Seneca è una personalità decisiva dell’età giulio-claudia non solo in quanto scrittore, ma anche come filosofo e uomo politico.
Il rapporto di Seneca con il potere è contrastato: condannato a morte e poi graziato da Caligola, viene esiliato in Corsica da Claudio, con l’accusa di adulterio con la sorella del precedente imperatore.
Durante gli otto anni di esilio, Seneca si dedica completamente alla scrittura dei Dialoghi (Dialogorum libri), scritti filosofico-morali impostati come dialoghi con interlocutori fittizi che sviluppano ciascuno, in maniera dialettica, un tema della filosofia stoica (per esempio il De brevitate vitae, che spiega come la vita sia breve solo se non la si utilizza con saggezza, o il De ira, che spiega come dominare le passioni).
Tornato dall’esilio, Seneca diventa precettore di Nerone e lo assiste nei primi anni di regno.
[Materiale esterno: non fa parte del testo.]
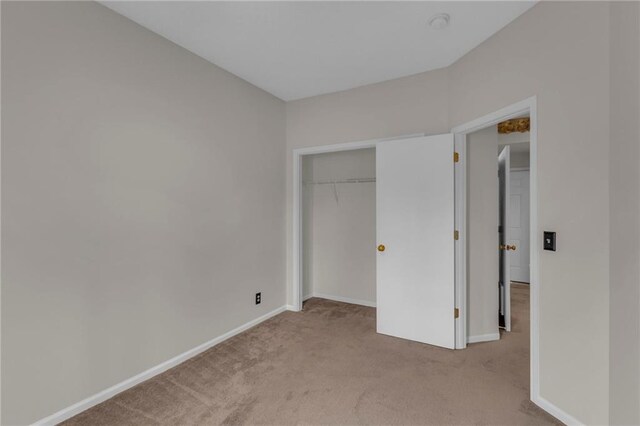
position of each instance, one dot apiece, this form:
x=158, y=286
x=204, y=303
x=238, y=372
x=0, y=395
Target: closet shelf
x=333, y=182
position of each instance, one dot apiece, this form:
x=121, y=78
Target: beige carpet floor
x=327, y=365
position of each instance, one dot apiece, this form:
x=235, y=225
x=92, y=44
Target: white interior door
x=415, y=212
x=519, y=225
x=505, y=248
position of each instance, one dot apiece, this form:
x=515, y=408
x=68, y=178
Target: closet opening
x=338, y=226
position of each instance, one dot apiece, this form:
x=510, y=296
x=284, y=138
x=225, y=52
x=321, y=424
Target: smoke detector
x=439, y=21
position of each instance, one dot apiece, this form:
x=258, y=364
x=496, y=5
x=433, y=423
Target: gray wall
x=340, y=236
x=559, y=52
x=142, y=203
x=625, y=214
x=482, y=232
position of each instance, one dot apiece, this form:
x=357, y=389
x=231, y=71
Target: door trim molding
x=525, y=106
x=484, y=338
x=296, y=235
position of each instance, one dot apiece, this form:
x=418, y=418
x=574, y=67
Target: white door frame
x=460, y=132
x=298, y=153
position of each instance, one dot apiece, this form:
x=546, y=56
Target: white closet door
x=415, y=266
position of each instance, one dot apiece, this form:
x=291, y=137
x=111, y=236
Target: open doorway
x=497, y=181
x=339, y=226
x=527, y=322
x=514, y=218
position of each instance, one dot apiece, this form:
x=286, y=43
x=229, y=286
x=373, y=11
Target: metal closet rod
x=330, y=182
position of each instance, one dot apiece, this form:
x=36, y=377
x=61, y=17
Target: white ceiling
x=300, y=49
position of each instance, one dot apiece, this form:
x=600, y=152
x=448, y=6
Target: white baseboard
x=67, y=413
x=556, y=412
x=345, y=299
x=483, y=338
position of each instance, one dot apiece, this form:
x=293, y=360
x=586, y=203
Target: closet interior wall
x=339, y=226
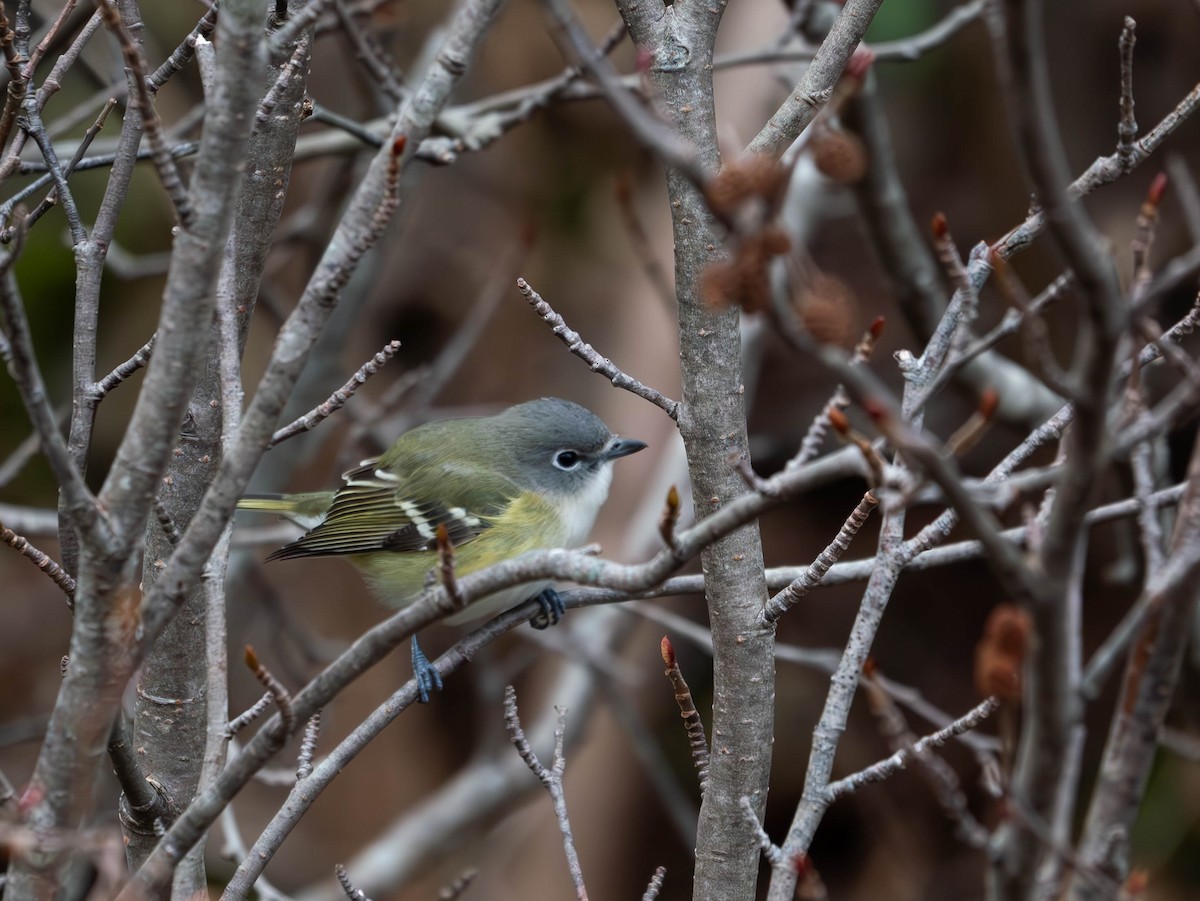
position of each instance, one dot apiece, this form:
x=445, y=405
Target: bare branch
x=588, y=354
x=550, y=778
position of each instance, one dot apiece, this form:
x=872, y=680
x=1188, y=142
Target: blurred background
x=570, y=203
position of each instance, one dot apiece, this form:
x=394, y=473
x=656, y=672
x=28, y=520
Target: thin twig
x=691, y=722
x=588, y=354
x=161, y=152
x=352, y=893
x=309, y=746
x=898, y=761
x=337, y=400
x=790, y=596
x=550, y=778
x=42, y=560
x=1127, y=126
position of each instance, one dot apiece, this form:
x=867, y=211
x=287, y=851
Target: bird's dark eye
x=567, y=460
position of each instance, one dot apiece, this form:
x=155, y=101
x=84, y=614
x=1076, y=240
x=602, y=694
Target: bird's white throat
x=579, y=511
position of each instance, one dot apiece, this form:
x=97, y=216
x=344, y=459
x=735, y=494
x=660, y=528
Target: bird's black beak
x=623, y=448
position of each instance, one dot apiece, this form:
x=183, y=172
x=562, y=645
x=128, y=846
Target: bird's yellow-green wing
x=377, y=510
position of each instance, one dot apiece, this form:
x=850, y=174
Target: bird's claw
x=426, y=674
x=552, y=610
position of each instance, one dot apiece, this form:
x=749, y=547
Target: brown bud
x=941, y=228
x=1000, y=654
x=739, y=180
x=828, y=310
x=839, y=155
x=1157, y=188
x=667, y=652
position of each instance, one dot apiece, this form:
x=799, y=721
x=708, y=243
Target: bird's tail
x=305, y=510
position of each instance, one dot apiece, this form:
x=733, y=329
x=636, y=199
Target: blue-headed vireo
x=529, y=478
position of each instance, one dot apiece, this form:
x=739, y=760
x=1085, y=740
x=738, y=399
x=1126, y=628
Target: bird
x=532, y=476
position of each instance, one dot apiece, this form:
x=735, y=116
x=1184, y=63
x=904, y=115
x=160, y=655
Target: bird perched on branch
x=533, y=476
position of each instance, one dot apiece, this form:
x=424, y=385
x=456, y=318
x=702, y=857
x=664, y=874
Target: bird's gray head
x=561, y=448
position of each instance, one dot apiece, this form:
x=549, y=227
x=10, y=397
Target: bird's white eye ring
x=567, y=460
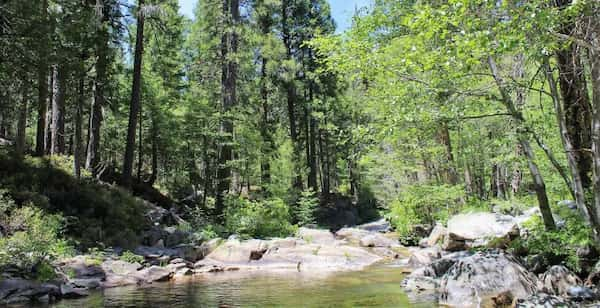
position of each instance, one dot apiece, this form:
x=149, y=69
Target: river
x=376, y=286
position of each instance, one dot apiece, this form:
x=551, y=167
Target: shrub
x=33, y=238
x=306, y=206
x=424, y=204
x=561, y=244
x=95, y=213
x=260, y=219
x=131, y=257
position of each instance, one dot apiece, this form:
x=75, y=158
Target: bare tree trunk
x=594, y=59
x=78, y=129
x=136, y=93
x=572, y=156
x=229, y=44
x=155, y=141
x=58, y=111
x=312, y=160
x=449, y=169
x=22, y=122
x=538, y=181
x=140, y=146
x=291, y=94
x=93, y=146
x=42, y=83
x=265, y=166
x=40, y=138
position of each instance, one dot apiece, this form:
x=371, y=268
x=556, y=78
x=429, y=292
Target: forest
x=132, y=132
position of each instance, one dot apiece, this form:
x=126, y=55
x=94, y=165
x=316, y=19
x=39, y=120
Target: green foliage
x=32, y=239
x=131, y=257
x=258, y=219
x=44, y=272
x=95, y=214
x=562, y=243
x=425, y=204
x=304, y=211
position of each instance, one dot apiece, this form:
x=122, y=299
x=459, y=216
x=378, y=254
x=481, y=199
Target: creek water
x=376, y=286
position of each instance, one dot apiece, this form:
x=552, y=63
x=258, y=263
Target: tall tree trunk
x=154, y=132
x=594, y=59
x=577, y=108
x=136, y=93
x=48, y=128
x=572, y=156
x=444, y=139
x=324, y=153
x=78, y=129
x=140, y=146
x=229, y=44
x=311, y=142
x=58, y=111
x=42, y=84
x=22, y=122
x=265, y=166
x=538, y=181
x=291, y=94
x=93, y=146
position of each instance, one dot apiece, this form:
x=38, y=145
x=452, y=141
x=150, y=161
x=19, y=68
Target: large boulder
x=483, y=275
x=377, y=240
x=436, y=236
x=210, y=246
x=316, y=236
x=238, y=252
x=81, y=267
x=558, y=280
x=420, y=288
x=310, y=257
x=120, y=273
x=365, y=238
x=154, y=273
x=351, y=235
x=423, y=256
x=289, y=253
x=381, y=226
x=21, y=290
x=478, y=229
x=542, y=300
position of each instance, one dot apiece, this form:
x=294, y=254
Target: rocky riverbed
x=464, y=265
x=311, y=250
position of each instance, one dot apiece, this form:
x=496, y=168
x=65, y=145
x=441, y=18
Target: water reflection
x=378, y=286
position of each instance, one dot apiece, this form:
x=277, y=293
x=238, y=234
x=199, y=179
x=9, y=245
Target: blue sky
x=342, y=10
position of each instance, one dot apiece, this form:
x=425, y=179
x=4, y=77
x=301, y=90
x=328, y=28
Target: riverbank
x=311, y=250
x=471, y=263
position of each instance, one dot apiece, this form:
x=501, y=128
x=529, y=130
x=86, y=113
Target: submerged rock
x=557, y=280
x=421, y=288
x=316, y=236
x=423, y=256
x=21, y=290
x=289, y=253
x=381, y=226
x=542, y=300
x=436, y=236
x=473, y=279
x=478, y=229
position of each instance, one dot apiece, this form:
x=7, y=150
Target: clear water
x=377, y=286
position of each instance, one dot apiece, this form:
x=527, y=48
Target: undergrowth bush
x=305, y=208
x=258, y=219
x=424, y=204
x=31, y=238
x=559, y=244
x=131, y=257
x=96, y=214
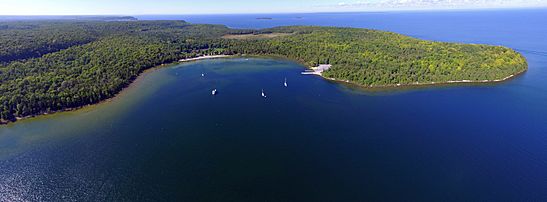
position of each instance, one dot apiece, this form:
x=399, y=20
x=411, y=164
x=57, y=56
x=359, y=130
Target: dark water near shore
x=167, y=138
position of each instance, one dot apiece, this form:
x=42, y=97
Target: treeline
x=30, y=39
x=52, y=66
x=377, y=58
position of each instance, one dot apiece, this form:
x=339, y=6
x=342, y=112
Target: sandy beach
x=203, y=58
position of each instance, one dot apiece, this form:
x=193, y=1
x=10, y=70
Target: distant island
x=57, y=65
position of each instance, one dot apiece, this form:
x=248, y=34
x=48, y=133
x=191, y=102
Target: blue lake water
x=166, y=138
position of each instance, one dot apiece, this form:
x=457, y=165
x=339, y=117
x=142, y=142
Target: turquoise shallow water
x=168, y=138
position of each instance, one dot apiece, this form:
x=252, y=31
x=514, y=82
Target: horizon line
x=319, y=12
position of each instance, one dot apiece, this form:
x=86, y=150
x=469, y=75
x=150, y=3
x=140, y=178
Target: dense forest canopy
x=48, y=66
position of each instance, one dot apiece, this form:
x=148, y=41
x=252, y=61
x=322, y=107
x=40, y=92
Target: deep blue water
x=167, y=138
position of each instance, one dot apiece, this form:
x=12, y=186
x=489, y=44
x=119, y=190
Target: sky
x=143, y=7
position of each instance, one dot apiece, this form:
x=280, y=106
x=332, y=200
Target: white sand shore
x=203, y=58
x=318, y=70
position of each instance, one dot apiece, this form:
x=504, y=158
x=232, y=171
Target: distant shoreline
x=418, y=84
x=204, y=58
x=149, y=70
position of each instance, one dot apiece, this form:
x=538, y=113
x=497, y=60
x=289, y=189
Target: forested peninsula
x=49, y=66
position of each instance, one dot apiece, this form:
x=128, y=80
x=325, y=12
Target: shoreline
x=426, y=84
x=131, y=84
x=204, y=57
x=140, y=76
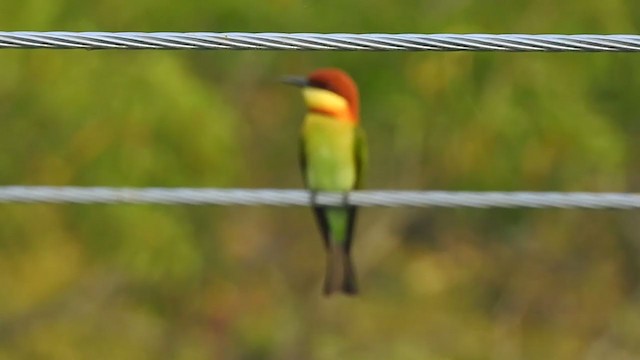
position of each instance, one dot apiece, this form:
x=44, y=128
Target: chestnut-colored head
x=332, y=92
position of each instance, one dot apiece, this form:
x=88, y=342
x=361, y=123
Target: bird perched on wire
x=332, y=158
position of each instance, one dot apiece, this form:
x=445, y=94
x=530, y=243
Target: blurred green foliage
x=179, y=282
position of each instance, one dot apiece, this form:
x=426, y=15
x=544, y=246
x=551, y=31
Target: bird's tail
x=336, y=225
x=340, y=276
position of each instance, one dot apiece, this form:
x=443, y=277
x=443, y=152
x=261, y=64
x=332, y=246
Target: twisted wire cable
x=276, y=197
x=315, y=41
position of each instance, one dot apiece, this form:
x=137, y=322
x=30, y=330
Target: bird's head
x=331, y=92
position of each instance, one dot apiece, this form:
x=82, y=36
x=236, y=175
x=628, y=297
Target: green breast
x=329, y=149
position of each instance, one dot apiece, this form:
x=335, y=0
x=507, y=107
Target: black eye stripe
x=319, y=85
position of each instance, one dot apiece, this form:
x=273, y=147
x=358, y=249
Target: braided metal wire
x=314, y=41
x=206, y=196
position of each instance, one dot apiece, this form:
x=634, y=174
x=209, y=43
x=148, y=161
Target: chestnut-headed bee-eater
x=332, y=157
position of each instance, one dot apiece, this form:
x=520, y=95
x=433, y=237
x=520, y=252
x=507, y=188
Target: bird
x=333, y=155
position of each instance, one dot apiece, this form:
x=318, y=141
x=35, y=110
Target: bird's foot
x=345, y=200
x=313, y=197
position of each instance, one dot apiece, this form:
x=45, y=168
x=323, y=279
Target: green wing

Messo poi in disparte dalla politica sempre più autoritaria di Nerone, Seneca può serenamente dedicarsi al suo capolavoro, le Lettere a Lucilio (Epistulae ad Lucilium), sintesi del pensiero filosofico di Seneca che esplorano in profondità le inquietudini e le contraddizioni dell’animo umano partendo dalle esperienze degli interlocutori per approdare a considerazioni generali su temi quali la funzione della filosofia, l’amicizia, la morte, la schiavitù.
Emblematico della “fede” stoica di Seneca è anche il suo suicidio, sospeso tra mito e realtà: quando viene scoperta la congiura antineroniana di Pisone, il filosofo, sospettato di un coinvolgimento e destinato alla morte, decide di togliersi la vita per affermare la propria libertà spirituale e intellettuale e conservare la propria integrità morale. Celebre è il racconto dello storico Tacito, secondo il quale Seneca si sarebbe fatto tagliare le vene e avrebbe atteso la morte sereno, dispensando insegnamenti ai suoi discepoli.